Holub, pictured below right, is a native of New Jersey who moved to England to study, gaining his Bachelor's degree at Leeds College of Music and then his Masters at Middlesex University. Basing himself in London, he formed Led Bib in 2003. The lineup that has featured on all of the band's recordings was established soon after that: Holub is joined in the rhythm section by bassist Liran Donin; Toby McLaren plays keyboards, Fender Rhodes in particular; and the front line features the twin alto saxophones of Pete Grogan and Chris Williams.

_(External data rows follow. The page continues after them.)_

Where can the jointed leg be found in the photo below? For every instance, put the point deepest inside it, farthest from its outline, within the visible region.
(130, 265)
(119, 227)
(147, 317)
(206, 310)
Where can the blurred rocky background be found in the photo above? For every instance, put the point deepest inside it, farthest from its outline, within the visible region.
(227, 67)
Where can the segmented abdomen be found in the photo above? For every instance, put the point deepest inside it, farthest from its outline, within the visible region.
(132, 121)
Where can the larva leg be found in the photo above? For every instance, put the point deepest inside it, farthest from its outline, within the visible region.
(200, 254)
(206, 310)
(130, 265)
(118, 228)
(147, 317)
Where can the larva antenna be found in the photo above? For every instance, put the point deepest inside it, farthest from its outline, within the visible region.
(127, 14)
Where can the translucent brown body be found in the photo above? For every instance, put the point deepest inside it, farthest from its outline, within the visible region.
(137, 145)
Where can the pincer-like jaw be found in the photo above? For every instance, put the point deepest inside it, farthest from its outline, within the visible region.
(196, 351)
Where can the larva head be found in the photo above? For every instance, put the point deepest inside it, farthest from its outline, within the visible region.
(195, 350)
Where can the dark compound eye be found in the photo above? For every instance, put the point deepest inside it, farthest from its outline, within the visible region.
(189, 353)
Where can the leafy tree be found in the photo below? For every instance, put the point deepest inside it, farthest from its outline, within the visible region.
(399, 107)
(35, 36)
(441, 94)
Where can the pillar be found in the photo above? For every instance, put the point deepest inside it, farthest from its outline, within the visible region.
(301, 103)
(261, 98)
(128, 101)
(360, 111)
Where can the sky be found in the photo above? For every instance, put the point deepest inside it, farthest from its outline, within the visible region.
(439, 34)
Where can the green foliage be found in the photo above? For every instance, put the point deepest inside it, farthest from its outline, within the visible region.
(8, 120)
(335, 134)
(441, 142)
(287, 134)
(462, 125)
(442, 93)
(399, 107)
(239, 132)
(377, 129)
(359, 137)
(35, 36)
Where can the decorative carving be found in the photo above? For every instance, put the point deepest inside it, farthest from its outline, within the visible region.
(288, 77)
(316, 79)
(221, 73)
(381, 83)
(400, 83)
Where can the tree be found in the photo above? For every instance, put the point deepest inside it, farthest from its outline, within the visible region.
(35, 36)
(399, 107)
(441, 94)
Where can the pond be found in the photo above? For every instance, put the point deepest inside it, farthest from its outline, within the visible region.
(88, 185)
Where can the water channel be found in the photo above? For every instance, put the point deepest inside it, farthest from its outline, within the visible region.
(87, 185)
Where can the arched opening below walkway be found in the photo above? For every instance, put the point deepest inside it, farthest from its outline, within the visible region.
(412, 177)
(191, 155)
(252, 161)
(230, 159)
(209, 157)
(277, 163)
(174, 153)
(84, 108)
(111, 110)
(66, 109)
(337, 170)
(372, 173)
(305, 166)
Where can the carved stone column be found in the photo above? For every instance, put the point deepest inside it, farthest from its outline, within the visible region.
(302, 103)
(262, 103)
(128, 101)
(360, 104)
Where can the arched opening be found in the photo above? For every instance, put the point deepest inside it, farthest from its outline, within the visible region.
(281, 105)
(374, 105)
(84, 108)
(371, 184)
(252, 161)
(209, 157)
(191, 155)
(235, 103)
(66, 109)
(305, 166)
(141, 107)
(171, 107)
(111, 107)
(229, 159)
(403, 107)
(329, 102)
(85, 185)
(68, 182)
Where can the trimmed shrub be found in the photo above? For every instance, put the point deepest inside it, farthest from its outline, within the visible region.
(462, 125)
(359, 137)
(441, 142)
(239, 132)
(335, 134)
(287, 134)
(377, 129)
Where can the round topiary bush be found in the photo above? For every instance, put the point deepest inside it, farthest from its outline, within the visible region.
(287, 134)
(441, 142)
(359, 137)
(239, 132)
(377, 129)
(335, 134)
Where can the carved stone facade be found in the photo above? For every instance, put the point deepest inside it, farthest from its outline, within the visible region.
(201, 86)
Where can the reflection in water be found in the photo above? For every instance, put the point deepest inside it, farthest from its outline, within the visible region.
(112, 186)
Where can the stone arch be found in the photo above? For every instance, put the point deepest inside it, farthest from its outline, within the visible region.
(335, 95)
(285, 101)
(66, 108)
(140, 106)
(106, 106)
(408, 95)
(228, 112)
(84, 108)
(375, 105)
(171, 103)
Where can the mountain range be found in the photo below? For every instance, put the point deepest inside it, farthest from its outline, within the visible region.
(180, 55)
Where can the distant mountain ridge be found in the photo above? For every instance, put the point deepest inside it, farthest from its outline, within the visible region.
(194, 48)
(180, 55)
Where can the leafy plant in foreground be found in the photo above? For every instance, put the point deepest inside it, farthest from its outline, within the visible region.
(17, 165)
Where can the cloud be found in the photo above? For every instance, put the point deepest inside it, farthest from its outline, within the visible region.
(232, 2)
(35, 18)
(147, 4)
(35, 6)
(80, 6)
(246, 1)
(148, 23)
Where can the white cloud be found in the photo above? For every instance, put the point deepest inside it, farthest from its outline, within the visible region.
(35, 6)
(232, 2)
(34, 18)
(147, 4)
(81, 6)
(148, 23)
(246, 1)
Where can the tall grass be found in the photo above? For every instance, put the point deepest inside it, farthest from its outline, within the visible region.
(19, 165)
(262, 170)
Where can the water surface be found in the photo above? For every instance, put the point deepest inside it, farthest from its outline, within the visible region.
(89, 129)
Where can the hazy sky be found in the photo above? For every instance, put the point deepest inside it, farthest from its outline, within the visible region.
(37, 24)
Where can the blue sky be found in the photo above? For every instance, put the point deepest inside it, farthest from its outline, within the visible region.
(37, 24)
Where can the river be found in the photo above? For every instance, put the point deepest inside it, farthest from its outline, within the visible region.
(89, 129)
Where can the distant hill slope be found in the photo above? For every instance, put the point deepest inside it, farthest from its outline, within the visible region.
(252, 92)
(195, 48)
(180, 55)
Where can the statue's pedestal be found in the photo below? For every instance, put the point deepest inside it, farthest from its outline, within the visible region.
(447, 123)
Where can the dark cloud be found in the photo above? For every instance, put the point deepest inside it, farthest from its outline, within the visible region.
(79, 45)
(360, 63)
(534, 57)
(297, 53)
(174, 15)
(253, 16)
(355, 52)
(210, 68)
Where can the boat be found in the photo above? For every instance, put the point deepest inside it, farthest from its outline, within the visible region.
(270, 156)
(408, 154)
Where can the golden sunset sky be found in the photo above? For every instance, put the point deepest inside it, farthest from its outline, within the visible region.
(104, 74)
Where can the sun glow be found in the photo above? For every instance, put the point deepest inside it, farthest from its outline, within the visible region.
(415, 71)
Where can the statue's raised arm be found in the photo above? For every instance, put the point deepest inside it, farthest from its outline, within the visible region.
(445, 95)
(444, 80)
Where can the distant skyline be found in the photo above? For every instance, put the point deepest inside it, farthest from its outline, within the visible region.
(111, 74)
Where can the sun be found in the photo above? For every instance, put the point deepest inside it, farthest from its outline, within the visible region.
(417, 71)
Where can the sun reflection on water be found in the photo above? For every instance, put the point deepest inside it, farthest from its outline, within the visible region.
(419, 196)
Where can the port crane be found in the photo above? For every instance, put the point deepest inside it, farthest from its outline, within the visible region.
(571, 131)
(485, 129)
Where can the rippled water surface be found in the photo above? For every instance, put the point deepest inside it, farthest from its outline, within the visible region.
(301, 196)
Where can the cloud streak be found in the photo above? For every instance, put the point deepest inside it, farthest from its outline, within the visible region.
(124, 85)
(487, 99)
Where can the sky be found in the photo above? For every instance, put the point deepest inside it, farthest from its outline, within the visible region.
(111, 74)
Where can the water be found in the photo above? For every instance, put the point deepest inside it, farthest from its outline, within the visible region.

The band spent its early years developing its reputation around the British and European jazz scenes, and also garnering some fans from outside jazz. The first album, Arboretum (SLAM Products), was released in 2005, followed by Sizewell Tea (Babel) in 2007 and then a limited-edition self-produced live album, Led Bib Live, in 2008. All well and good, but the big breakthrough, as with the vast majority of jazz ensembles, proved more elusive. Then, in 2009, Led Bib gained a Mercury Music Prize nomination for its fourth album, Sensible Shoes (Cuneiform, 2009), bringing it to the attention of a much wider audience.
The nomination's impact was positive: as Holub puts it, "From the nomination to the actual award ceremony, everything was crazy. It's an odd world for a jazzer to find himself in. Usually when I'm doing interviews, it's with people who have a knowledge of the music, then suddenly you're doing press with people who have no frame of reference for you at all. It's quite weird. But obviously it gave us a platform to reach people we wouldn't ordinarily reach."

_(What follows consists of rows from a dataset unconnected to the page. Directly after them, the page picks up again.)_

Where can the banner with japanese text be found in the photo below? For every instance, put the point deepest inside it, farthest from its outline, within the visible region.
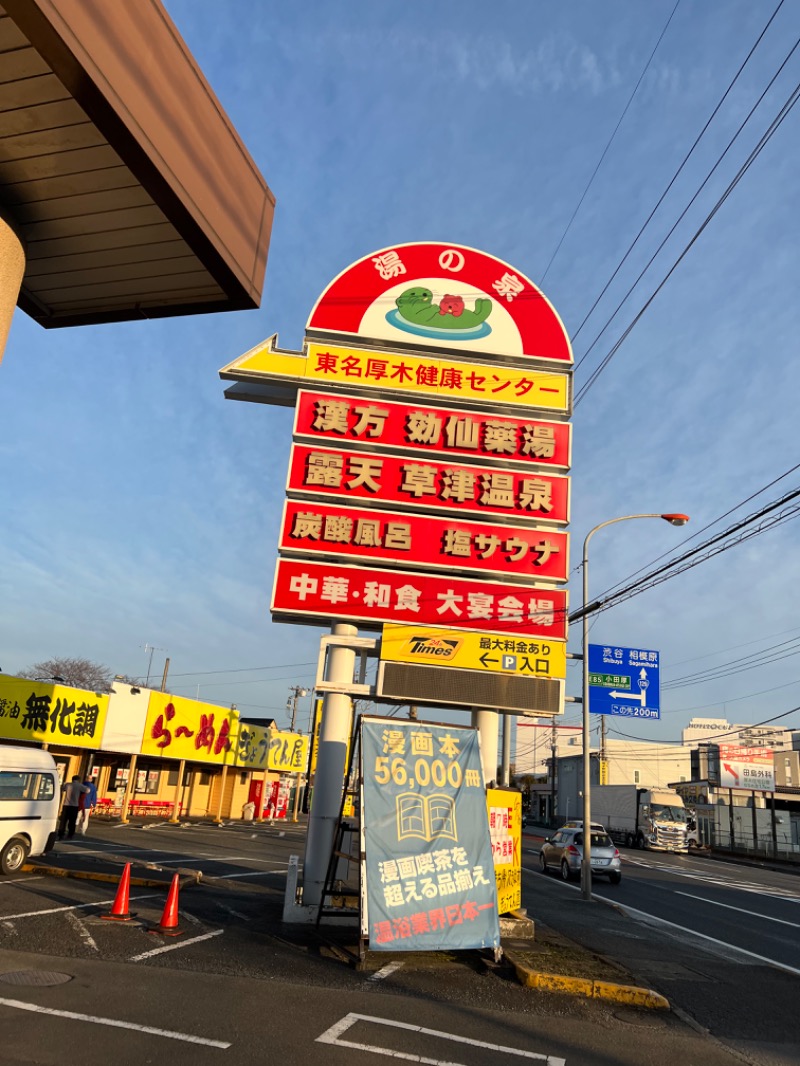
(435, 484)
(56, 714)
(264, 747)
(178, 728)
(429, 882)
(505, 826)
(318, 593)
(421, 542)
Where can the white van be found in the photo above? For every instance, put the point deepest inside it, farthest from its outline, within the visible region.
(29, 804)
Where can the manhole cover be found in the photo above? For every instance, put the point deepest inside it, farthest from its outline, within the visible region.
(35, 978)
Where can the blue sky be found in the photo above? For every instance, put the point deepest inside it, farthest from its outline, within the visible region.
(141, 507)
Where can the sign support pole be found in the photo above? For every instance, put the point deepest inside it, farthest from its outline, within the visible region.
(337, 711)
(488, 724)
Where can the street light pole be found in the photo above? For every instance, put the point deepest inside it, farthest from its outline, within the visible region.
(297, 692)
(586, 866)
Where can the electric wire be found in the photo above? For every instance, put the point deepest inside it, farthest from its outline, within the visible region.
(609, 143)
(677, 172)
(764, 140)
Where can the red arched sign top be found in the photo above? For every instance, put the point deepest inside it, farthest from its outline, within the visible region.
(442, 296)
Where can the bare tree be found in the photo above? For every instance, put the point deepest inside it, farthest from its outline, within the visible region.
(79, 673)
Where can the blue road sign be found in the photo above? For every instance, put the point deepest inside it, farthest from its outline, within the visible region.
(623, 681)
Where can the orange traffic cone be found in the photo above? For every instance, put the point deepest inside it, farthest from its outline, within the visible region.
(118, 911)
(169, 923)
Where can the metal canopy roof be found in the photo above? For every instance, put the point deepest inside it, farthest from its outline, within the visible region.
(118, 168)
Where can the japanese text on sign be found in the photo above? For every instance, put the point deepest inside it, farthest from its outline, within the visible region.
(374, 596)
(422, 542)
(387, 481)
(432, 430)
(425, 838)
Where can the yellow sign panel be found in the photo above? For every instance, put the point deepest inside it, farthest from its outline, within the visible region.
(428, 375)
(253, 745)
(500, 652)
(177, 728)
(56, 714)
(506, 827)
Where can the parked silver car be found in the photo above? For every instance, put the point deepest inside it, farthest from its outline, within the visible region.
(565, 852)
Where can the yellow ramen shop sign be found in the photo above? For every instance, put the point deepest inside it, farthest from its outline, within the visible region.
(51, 713)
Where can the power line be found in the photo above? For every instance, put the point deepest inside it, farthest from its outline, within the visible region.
(708, 526)
(712, 547)
(608, 145)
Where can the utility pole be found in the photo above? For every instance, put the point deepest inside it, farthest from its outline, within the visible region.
(150, 648)
(291, 704)
(553, 772)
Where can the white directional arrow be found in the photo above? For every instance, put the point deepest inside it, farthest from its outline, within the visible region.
(639, 696)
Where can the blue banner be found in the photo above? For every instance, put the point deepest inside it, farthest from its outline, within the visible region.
(430, 882)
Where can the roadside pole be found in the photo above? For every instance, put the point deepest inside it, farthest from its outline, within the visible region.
(488, 725)
(337, 712)
(176, 802)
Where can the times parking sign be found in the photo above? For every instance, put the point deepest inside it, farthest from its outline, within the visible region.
(623, 681)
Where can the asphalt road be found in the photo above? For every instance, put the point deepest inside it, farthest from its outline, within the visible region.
(238, 986)
(720, 940)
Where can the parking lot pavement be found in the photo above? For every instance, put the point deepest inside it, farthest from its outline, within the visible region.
(233, 882)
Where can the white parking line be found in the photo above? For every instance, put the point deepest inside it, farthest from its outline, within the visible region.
(332, 1036)
(728, 906)
(173, 947)
(82, 931)
(150, 1030)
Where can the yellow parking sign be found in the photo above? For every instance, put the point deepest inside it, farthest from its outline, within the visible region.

That platform extended to television, a medium that is rarely open to British jazz bands. Holub recognizes the impact of TV, especially in terms of audience numbers: "It's striking just what a difference being on television makes. You can be on Radio 3 [BBC Radio's specialist music station, which is mainly devoted to classical music but also hosts jazz shows] so many times, and it's great, but it is still that specialist audience. Three minutes on television and you immediately sell a couple of thousand CDs more."
The "Mercury Effect," if that's what it could be called, still works in Led Bib's favor two years on, with the band's profile continuing to benefit from the exposure. But Holub is realistic about what that means for a band from a minority-interest genre: "We're still jazzers; we're not selling millions."

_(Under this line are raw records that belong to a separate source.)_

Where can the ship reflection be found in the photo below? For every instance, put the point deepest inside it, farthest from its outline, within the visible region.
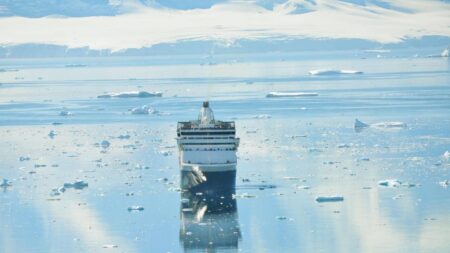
(208, 211)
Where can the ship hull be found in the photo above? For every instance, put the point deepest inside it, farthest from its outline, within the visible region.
(208, 183)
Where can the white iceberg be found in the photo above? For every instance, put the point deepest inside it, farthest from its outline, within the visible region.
(5, 184)
(380, 125)
(132, 94)
(446, 155)
(390, 183)
(321, 199)
(65, 113)
(291, 94)
(135, 208)
(331, 72)
(78, 185)
(445, 53)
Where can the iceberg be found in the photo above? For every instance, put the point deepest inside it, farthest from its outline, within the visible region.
(332, 72)
(321, 199)
(359, 125)
(132, 94)
(291, 94)
(445, 53)
(135, 208)
(78, 185)
(5, 184)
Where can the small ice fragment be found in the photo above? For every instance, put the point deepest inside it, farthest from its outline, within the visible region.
(243, 196)
(65, 113)
(132, 94)
(24, 158)
(165, 152)
(321, 199)
(291, 94)
(5, 184)
(262, 116)
(291, 178)
(123, 136)
(330, 72)
(135, 208)
(110, 246)
(140, 110)
(446, 155)
(445, 53)
(105, 144)
(444, 183)
(390, 183)
(78, 185)
(360, 124)
(51, 134)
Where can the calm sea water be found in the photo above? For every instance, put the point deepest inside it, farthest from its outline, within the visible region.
(292, 150)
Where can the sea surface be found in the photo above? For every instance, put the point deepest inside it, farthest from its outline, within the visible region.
(292, 150)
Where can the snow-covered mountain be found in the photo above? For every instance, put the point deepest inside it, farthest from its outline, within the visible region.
(125, 24)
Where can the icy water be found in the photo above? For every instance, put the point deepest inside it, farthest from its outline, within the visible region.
(292, 151)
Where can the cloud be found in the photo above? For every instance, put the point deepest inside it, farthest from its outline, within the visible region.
(148, 25)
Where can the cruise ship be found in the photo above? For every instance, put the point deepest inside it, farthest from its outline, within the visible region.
(207, 150)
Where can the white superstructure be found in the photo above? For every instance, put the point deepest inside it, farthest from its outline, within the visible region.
(206, 142)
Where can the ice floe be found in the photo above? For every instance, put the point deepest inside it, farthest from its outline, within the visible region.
(446, 155)
(132, 94)
(291, 94)
(330, 72)
(445, 53)
(24, 158)
(78, 185)
(105, 144)
(262, 116)
(5, 184)
(135, 208)
(65, 113)
(395, 183)
(359, 125)
(51, 134)
(321, 199)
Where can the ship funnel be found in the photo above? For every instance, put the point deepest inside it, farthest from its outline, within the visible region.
(206, 115)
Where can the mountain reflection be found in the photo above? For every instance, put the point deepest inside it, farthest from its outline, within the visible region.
(208, 211)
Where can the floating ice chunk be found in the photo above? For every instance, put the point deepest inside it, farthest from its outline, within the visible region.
(5, 184)
(390, 183)
(329, 199)
(51, 134)
(105, 144)
(445, 53)
(291, 94)
(132, 94)
(331, 72)
(243, 196)
(123, 136)
(262, 116)
(135, 208)
(24, 158)
(359, 125)
(140, 110)
(446, 155)
(65, 113)
(110, 246)
(165, 152)
(444, 183)
(78, 185)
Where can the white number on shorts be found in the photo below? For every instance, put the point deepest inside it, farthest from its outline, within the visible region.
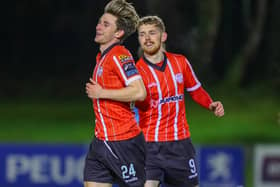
(127, 173)
(192, 165)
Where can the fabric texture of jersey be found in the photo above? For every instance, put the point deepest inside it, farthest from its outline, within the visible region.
(165, 119)
(115, 69)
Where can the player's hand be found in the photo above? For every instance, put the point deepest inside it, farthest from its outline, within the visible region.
(217, 108)
(93, 89)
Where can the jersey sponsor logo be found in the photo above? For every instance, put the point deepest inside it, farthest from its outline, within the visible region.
(179, 77)
(125, 58)
(130, 69)
(171, 99)
(152, 84)
(99, 71)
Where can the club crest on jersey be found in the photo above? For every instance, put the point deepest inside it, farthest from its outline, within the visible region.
(179, 77)
(130, 69)
(99, 71)
(125, 58)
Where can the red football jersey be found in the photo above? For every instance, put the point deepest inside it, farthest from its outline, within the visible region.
(115, 69)
(165, 119)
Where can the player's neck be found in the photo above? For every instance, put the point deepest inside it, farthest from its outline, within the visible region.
(155, 58)
(104, 46)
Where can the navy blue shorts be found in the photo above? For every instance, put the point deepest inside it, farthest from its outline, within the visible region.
(172, 163)
(117, 162)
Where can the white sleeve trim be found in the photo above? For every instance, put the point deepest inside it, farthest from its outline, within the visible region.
(194, 87)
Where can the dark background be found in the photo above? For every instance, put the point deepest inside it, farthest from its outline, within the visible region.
(47, 47)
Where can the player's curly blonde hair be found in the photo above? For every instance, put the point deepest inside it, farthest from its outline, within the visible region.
(127, 17)
(152, 20)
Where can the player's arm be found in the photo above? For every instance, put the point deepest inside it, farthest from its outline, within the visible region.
(135, 91)
(201, 97)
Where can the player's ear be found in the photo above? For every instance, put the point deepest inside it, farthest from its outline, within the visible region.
(119, 34)
(163, 37)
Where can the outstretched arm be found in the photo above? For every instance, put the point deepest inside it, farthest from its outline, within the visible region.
(133, 92)
(201, 97)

Holub's use of the word "jazzers" makes his feelings about Led Bib's musical standpoint clear, but it's an intriguing contrast to the adjectives applied by many critics and reviewers, who seem to have struggled to pigeonhole the group. It's been variously described as "punk jazz," like Test Department or The Velvet Underground, free improvisation, and avant-garde. So how does Holub feel about these descriptions? "Well, I think there are lots of different influences, but it does become a sticky question. Some people are rather quick to throw away the jazz title, to say we sound like Radiohead or whatever. But in my gut, I don't feel that way. I feel that what Led Bib does is jazz. Jazz is something that's continually evolving, taking on outside influences. But then you tell people who don't listen to a lot of jazz that this is what Led Bib plays and they have this clear idea that we'll sound like '40s or '50s bebopand we're not that. But we have become rockier, I guess, especially Bring Your Own. But we're also more confident in what we feel is right musically."
As Holub discusses this confidence, it becomes obvious that to him confidence does not simply equal a decision to play music that is more complex. Confidence, for Holub, is refreshingly linked to the idea of playing more simply: "We can trust our judgment: instead of thinking, 'I have to play some clever jazz thing here,' just play what you think sounds good. I think that's a problem with contemporary jazz, big time. ... You should always be serving the music, but sometimes it can become a bit too clevermaybe because everybody goes to university now."